ECLI:NL:HR:2010:BN8050
Hoge Raad
- Cassatie
- A.J.A. van Dorst
- J. de Hullu
- W.F. Groos
- Rechtspraak.nl
Oordeel over profijtontneming en overschrijding van de redelijke termijn in cassatie
In deze zaak heeft de Hoge Raad op 16 november 2010 uitspraak gedaan in het beroep in cassatie tegen een uitspraak van het Gerechtshof te Arnhem, Economische Kamer, van 27 mei 2008. Het betreft een vordering tot ontneming van wederrechtelijk verkregen voordeel ten laste van de betrokkene, geboren in 1960. Het beroep is ingesteld door de betrokkene, vertegenwoordigd door mr. M.M.A.J. Goris, advocaat te Almelo. De Advocaat-Generaal Hofstee heeft geconcludeerd tot verwerping van het beroep.
De Hoge Raad heeft de middelen van cassatie beoordeeld. De eerste en tweede middelen konden niet tot cassatie leiden, omdat zij geen rechtsvragen in het belang van de rechtseenheid of rechtsontwikkeling aan de orde stelden. Het derde middel betrof de klacht dat de redelijke termijn, zoals bedoeld in artikel 6, eerste lid, van het Europees Verdrag voor de Rechten van de Mens (EVRM), in de cassatiefase was overschreden. De Hoge Raad oordeelde dat dit middel gegrond was, aangezien er meer dan twee jaren waren verstreken na het instellen van het cassatieberoep.

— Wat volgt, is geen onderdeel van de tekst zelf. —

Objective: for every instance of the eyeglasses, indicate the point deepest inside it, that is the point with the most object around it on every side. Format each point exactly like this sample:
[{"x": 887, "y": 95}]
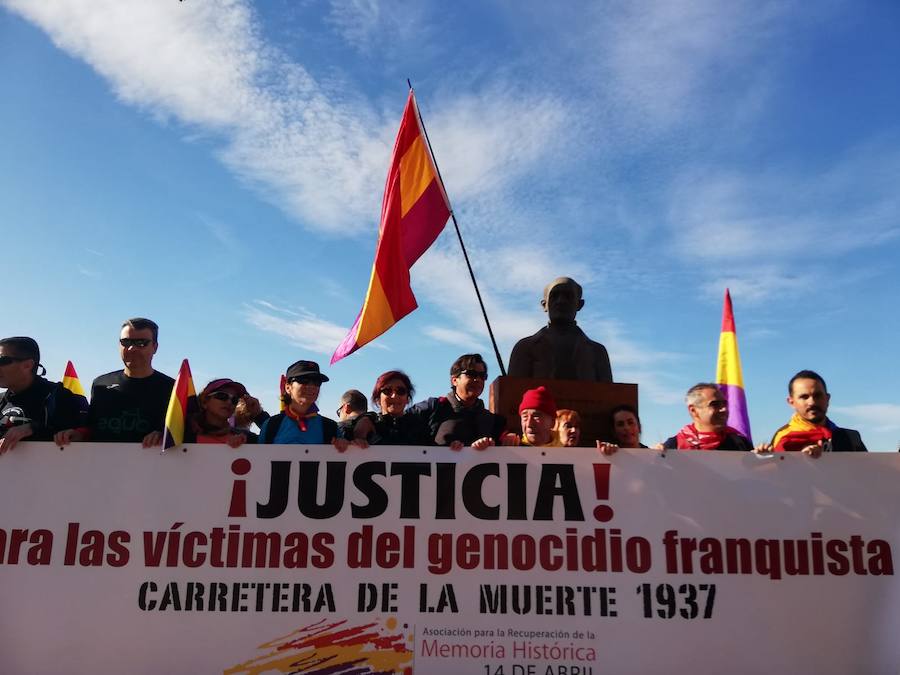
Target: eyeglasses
[
  {"x": 315, "y": 382},
  {"x": 134, "y": 342},
  {"x": 225, "y": 396},
  {"x": 6, "y": 360}
]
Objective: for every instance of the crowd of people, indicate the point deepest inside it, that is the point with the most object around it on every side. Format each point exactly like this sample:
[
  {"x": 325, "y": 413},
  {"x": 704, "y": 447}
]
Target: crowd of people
[{"x": 129, "y": 405}]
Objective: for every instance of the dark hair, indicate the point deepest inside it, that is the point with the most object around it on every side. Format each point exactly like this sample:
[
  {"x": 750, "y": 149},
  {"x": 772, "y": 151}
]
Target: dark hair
[
  {"x": 624, "y": 407},
  {"x": 384, "y": 378},
  {"x": 25, "y": 348},
  {"x": 806, "y": 375},
  {"x": 139, "y": 323},
  {"x": 465, "y": 362}
]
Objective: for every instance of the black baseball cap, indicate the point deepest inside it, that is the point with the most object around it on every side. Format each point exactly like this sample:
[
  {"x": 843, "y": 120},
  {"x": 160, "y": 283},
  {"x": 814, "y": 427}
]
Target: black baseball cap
[{"x": 305, "y": 369}]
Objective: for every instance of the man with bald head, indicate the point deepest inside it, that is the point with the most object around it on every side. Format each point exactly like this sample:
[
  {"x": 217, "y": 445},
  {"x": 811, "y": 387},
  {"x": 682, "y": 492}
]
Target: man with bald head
[{"x": 560, "y": 350}]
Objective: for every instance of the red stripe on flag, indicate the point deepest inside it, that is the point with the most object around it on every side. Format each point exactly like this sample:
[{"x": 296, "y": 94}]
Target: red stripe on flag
[
  {"x": 424, "y": 222},
  {"x": 727, "y": 315},
  {"x": 401, "y": 240}
]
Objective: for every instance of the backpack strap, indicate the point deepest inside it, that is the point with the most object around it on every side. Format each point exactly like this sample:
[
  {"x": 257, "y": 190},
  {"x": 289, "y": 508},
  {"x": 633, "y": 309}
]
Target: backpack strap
[{"x": 272, "y": 427}]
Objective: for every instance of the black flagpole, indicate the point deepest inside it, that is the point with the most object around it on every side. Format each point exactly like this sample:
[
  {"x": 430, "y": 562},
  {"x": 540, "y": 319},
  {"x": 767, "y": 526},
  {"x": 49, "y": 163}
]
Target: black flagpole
[{"x": 461, "y": 244}]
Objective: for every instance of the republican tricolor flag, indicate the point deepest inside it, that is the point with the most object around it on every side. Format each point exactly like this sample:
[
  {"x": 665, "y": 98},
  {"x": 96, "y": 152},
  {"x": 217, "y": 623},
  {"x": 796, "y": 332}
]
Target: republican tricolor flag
[
  {"x": 181, "y": 402},
  {"x": 71, "y": 381},
  {"x": 728, "y": 372},
  {"x": 414, "y": 211}
]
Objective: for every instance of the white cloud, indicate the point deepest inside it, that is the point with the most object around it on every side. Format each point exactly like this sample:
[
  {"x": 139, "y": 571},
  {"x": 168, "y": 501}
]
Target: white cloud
[
  {"x": 321, "y": 159},
  {"x": 450, "y": 336},
  {"x": 657, "y": 61},
  {"x": 728, "y": 215},
  {"x": 89, "y": 272},
  {"x": 364, "y": 23},
  {"x": 306, "y": 330},
  {"x": 882, "y": 417}
]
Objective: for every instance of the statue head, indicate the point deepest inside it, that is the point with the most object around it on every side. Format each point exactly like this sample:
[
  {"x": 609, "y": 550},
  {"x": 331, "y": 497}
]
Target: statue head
[{"x": 562, "y": 300}]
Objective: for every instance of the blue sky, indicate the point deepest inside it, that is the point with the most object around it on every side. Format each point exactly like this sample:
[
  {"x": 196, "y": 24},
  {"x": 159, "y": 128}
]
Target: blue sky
[{"x": 219, "y": 167}]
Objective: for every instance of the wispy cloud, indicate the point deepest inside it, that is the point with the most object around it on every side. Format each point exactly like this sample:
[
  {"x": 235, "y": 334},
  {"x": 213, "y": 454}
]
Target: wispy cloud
[
  {"x": 319, "y": 157},
  {"x": 89, "y": 272},
  {"x": 721, "y": 214},
  {"x": 454, "y": 337},
  {"x": 302, "y": 328},
  {"x": 364, "y": 23},
  {"x": 222, "y": 233},
  {"x": 880, "y": 417}
]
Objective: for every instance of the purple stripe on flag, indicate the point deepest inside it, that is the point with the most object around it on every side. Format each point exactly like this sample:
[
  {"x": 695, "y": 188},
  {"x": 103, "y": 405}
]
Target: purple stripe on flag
[{"x": 737, "y": 409}]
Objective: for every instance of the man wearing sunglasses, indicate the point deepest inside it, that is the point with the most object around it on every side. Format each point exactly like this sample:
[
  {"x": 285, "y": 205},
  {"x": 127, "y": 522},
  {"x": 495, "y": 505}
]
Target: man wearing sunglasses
[
  {"x": 709, "y": 428},
  {"x": 129, "y": 405},
  {"x": 32, "y": 407},
  {"x": 460, "y": 418}
]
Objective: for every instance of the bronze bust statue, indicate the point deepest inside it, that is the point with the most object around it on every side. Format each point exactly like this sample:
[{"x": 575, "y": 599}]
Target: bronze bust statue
[{"x": 560, "y": 350}]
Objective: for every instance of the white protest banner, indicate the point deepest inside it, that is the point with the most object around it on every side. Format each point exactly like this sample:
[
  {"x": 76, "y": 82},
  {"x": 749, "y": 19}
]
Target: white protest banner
[{"x": 512, "y": 561}]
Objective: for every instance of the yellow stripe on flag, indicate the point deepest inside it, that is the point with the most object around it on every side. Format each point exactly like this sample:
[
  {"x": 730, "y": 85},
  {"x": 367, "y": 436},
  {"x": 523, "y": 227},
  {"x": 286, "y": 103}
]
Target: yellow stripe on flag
[
  {"x": 728, "y": 369},
  {"x": 376, "y": 314},
  {"x": 416, "y": 174}
]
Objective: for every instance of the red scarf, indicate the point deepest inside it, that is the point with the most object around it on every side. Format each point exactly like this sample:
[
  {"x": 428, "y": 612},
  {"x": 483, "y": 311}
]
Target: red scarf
[
  {"x": 798, "y": 433},
  {"x": 691, "y": 439},
  {"x": 312, "y": 411}
]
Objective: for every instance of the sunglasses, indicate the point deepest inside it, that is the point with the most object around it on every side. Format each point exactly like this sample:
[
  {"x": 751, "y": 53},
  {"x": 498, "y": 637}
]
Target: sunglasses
[
  {"x": 225, "y": 396},
  {"x": 6, "y": 360},
  {"x": 135, "y": 342},
  {"x": 306, "y": 380}
]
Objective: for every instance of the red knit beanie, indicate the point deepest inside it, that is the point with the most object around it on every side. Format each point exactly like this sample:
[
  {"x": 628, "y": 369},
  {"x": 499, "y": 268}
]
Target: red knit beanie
[{"x": 538, "y": 399}]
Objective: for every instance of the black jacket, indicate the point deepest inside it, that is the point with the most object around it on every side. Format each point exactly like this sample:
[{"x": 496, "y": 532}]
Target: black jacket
[{"x": 50, "y": 407}]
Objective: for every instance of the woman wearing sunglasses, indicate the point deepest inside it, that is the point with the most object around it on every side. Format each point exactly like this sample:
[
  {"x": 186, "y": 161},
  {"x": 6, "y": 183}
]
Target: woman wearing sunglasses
[
  {"x": 394, "y": 424},
  {"x": 212, "y": 423}
]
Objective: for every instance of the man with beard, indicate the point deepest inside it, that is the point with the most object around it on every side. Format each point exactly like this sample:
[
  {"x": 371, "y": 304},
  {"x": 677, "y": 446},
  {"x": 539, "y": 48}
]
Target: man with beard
[
  {"x": 460, "y": 418},
  {"x": 809, "y": 429},
  {"x": 708, "y": 429}
]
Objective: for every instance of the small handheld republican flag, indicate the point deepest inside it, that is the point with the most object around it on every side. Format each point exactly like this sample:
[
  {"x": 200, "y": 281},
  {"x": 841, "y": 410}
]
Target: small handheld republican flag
[
  {"x": 183, "y": 399},
  {"x": 71, "y": 381},
  {"x": 729, "y": 376}
]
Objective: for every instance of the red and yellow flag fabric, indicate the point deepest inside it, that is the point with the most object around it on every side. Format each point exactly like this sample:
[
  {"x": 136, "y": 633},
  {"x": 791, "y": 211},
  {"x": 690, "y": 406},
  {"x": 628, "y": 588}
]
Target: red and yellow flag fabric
[
  {"x": 181, "y": 402},
  {"x": 729, "y": 376},
  {"x": 414, "y": 211},
  {"x": 71, "y": 381}
]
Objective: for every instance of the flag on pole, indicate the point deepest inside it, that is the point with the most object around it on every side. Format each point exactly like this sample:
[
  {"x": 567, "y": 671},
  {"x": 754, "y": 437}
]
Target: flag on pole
[
  {"x": 71, "y": 381},
  {"x": 414, "y": 211},
  {"x": 729, "y": 376},
  {"x": 181, "y": 402}
]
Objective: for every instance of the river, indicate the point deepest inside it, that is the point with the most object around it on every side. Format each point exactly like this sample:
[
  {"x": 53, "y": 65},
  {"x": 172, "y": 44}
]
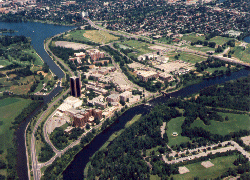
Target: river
[
  {"x": 247, "y": 39},
  {"x": 75, "y": 170},
  {"x": 38, "y": 32}
]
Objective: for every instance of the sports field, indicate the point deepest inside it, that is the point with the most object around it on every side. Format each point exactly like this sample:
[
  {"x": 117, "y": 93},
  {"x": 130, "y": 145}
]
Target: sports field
[
  {"x": 139, "y": 47},
  {"x": 219, "y": 40},
  {"x": 236, "y": 122},
  {"x": 191, "y": 58},
  {"x": 91, "y": 35},
  {"x": 174, "y": 125},
  {"x": 99, "y": 36},
  {"x": 9, "y": 109},
  {"x": 242, "y": 54},
  {"x": 221, "y": 165}
]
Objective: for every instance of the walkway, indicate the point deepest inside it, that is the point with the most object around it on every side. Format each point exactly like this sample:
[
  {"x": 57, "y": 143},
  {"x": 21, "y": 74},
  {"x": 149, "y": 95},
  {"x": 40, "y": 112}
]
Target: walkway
[{"x": 233, "y": 146}]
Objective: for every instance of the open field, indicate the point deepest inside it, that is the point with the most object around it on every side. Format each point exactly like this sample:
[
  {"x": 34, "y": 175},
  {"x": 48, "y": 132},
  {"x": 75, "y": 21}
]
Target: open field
[
  {"x": 72, "y": 45},
  {"x": 220, "y": 40},
  {"x": 174, "y": 125},
  {"x": 211, "y": 70},
  {"x": 202, "y": 49},
  {"x": 139, "y": 48},
  {"x": 221, "y": 165},
  {"x": 76, "y": 35},
  {"x": 32, "y": 52},
  {"x": 99, "y": 36},
  {"x": 174, "y": 66},
  {"x": 241, "y": 54},
  {"x": 117, "y": 133},
  {"x": 191, "y": 58},
  {"x": 236, "y": 122},
  {"x": 9, "y": 109},
  {"x": 193, "y": 38},
  {"x": 4, "y": 62}
]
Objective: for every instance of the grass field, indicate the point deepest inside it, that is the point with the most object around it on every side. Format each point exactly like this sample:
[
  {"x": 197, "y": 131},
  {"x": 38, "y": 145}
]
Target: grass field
[
  {"x": 202, "y": 49},
  {"x": 91, "y": 35},
  {"x": 117, "y": 133},
  {"x": 4, "y": 62},
  {"x": 76, "y": 35},
  {"x": 9, "y": 109},
  {"x": 221, "y": 165},
  {"x": 139, "y": 48},
  {"x": 193, "y": 38},
  {"x": 220, "y": 40},
  {"x": 33, "y": 53},
  {"x": 99, "y": 36},
  {"x": 211, "y": 70},
  {"x": 236, "y": 122},
  {"x": 191, "y": 58},
  {"x": 241, "y": 54},
  {"x": 174, "y": 125}
]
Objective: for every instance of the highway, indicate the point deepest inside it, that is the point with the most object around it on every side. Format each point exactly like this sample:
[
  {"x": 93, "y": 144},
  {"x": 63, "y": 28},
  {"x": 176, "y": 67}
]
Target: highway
[
  {"x": 35, "y": 165},
  {"x": 232, "y": 60},
  {"x": 234, "y": 146}
]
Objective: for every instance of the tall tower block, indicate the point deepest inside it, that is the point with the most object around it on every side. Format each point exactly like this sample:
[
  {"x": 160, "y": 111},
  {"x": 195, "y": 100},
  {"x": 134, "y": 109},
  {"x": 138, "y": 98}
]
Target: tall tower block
[{"x": 75, "y": 86}]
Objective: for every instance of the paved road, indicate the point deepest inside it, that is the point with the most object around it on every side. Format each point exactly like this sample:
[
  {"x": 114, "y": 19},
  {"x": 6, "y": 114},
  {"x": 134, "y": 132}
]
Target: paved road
[
  {"x": 170, "y": 46},
  {"x": 46, "y": 47},
  {"x": 35, "y": 165},
  {"x": 234, "y": 146}
]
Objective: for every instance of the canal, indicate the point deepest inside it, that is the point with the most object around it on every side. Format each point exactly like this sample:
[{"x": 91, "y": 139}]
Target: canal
[{"x": 75, "y": 170}]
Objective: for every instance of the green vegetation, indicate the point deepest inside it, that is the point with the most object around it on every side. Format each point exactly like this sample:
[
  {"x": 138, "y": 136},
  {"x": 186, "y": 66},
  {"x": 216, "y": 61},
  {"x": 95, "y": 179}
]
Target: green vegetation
[
  {"x": 219, "y": 40},
  {"x": 99, "y": 36},
  {"x": 191, "y": 58},
  {"x": 135, "y": 118},
  {"x": 221, "y": 165},
  {"x": 76, "y": 35},
  {"x": 174, "y": 125},
  {"x": 138, "y": 47},
  {"x": 90, "y": 35},
  {"x": 235, "y": 123},
  {"x": 242, "y": 54},
  {"x": 10, "y": 108},
  {"x": 193, "y": 38}
]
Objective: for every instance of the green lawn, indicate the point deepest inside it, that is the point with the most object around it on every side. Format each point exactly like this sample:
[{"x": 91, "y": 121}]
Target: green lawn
[
  {"x": 139, "y": 48},
  {"x": 221, "y": 165},
  {"x": 211, "y": 70},
  {"x": 236, "y": 122},
  {"x": 33, "y": 53},
  {"x": 241, "y": 54},
  {"x": 4, "y": 62},
  {"x": 202, "y": 49},
  {"x": 191, "y": 58},
  {"x": 99, "y": 36},
  {"x": 193, "y": 37},
  {"x": 174, "y": 125},
  {"x": 9, "y": 109},
  {"x": 76, "y": 35},
  {"x": 220, "y": 40}
]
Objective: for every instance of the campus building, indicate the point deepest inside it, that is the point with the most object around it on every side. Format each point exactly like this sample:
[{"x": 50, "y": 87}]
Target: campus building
[{"x": 75, "y": 86}]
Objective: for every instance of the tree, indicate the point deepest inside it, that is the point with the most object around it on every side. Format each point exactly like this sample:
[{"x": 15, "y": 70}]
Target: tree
[
  {"x": 87, "y": 126},
  {"x": 97, "y": 121}
]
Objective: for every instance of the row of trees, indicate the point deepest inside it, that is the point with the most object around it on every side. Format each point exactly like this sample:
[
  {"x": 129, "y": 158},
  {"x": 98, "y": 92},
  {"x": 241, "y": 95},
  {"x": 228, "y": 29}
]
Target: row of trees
[{"x": 123, "y": 158}]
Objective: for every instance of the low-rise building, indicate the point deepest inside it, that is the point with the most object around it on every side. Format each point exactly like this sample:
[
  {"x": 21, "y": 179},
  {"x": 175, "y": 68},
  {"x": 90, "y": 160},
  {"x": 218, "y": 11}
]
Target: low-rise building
[
  {"x": 113, "y": 98},
  {"x": 146, "y": 75},
  {"x": 73, "y": 101},
  {"x": 165, "y": 77},
  {"x": 125, "y": 95}
]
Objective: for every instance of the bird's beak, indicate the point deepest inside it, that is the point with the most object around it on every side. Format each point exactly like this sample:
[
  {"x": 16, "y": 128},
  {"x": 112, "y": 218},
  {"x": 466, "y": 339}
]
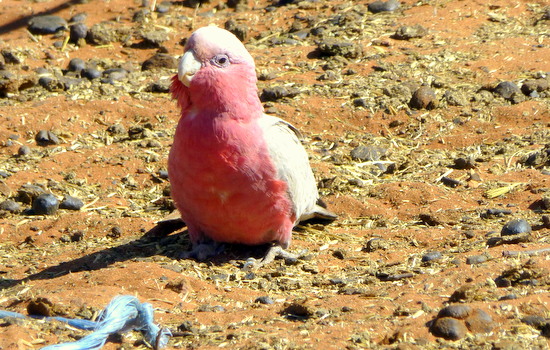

Desondanks leidde de overschrijding van de redelijke termijn niet tot cassatie. De Hoge Raad oordeelde dat de compensatie voor de overschrijding van de redelijke termijn kan worden toegepast in de hoofdzaak die door het Hof opnieuw moet worden behandeld. De Hoge Raad besloot dat er geen aanleiding was om aan het oordeel dat de redelijke termijn was overschreden enige rechtsgevolg te verbinden. Uiteindelijk verwerpt de Hoge Raad het beroep, en dit arrest is uitgesproken in aanwezigheid van de waarnemend griffier S.C. Rusche.